L'idée est simple : lorsqu'une enquête est en cours et qu'il apparaît que des tiers à cette enquête sont susceptibles de détenir des informations pouvant l'éclairer, ils peuvent être « requis » d'adresser lesdites informations.

L'expert-comptable étant bien l'un de ces tiers, il peut, dès lors, être concerné.

L'article 77-1-1 du Code de procédure pénale l'exprime ainsi : « requérir de toute personne, de tout établissement ou organisme privé, ou public ou de toute administration publique qui sont susceptibles de détenir des informations intéressant l'enquête ».

Il est précisé in fine « sans que puisse (...) être opposé, sans motif légitime, l'obligation au secret professionnel ».

Face à cette demande et à ce texte, trois questions sont classiquement posées.

Tout d'abord, s'agit-il d'une mise en cause de l'expert-comptable ?

Non. L'expert-comptable est requis, comme pourrait l'être n'importe quel autre tiers, seulement parce qu'il détient une information pouvant intéresser l'enquête et non parce qu'il est suspect. Le plus souvent, seront notamment sollicités : les comptes annuels et les liasses fiscales, les bulletins de paie et les déclarations mensuelles de TVA.

La transmission de documents ne pose pas de véritables problèmes.
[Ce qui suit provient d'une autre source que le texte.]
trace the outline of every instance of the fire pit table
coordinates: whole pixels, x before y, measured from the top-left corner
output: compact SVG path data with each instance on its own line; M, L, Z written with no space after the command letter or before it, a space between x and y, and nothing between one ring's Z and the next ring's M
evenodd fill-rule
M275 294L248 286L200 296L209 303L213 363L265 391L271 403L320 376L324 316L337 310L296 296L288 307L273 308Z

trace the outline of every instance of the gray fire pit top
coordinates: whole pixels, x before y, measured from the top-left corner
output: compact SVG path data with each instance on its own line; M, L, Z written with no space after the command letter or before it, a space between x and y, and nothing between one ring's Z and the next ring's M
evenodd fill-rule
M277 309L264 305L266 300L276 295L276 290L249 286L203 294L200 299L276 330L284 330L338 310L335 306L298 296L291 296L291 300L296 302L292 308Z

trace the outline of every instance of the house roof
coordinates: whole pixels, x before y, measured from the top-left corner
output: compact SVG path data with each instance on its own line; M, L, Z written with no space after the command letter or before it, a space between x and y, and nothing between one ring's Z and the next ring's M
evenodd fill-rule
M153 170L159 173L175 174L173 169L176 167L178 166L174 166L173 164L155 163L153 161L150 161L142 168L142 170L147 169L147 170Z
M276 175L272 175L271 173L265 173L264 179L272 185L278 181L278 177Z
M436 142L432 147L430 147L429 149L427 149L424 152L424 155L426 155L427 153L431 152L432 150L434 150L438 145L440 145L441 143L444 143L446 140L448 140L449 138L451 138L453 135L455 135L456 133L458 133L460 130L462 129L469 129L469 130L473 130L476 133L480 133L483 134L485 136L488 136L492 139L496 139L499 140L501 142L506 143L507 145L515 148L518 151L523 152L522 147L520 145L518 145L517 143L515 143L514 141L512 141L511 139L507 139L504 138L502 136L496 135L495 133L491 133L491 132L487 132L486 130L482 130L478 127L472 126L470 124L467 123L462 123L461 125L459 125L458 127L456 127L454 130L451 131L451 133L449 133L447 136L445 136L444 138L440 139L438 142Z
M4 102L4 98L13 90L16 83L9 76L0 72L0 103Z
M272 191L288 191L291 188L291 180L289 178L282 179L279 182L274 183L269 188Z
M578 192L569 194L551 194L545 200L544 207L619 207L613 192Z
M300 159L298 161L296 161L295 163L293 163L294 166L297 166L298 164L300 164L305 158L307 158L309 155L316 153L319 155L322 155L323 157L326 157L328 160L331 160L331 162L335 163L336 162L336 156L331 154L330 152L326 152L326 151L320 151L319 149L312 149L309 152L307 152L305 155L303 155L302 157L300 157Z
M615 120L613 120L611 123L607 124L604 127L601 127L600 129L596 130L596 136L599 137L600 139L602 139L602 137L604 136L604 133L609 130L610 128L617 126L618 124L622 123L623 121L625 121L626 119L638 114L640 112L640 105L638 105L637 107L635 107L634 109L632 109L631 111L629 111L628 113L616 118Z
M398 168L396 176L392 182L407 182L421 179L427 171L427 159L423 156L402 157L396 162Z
Toutefois, il faudra veiller aux commentaires accompagnant les envois en gardant à l'esprit que la réquisition judiciaire n'est pas une audition déguisée (cf. infra).

C'est d'autant plus vrai que, s'il ne s'agit pas d'une mise en cause, répondre à une réquisition judiciaire ne signifie pas que toute mise en cause future est impossible (la défense ne manquera pas, néanmoins, de souligner la déloyauté de la démarche et l'interdiction de s'auto-incriminer).

Ainsi, l'expert-comptable requis ne manquera pas de rappeler qu'il doit respecter la loi et qu'il peut délivrer des documents et non des commentaires relatifs au dossier ou à son client.

C'est cette distinction qui permet de répondre à la négative à la deuxième question classique.

Ensuite, puis-je opposer le secret professionnel ?

Non. Le secret professionnel n'est pas opposable en tant que tel. Celui qui s'oppose à une réquisition judiciaire s'expose à une peine d'amende de 3 750¤[1].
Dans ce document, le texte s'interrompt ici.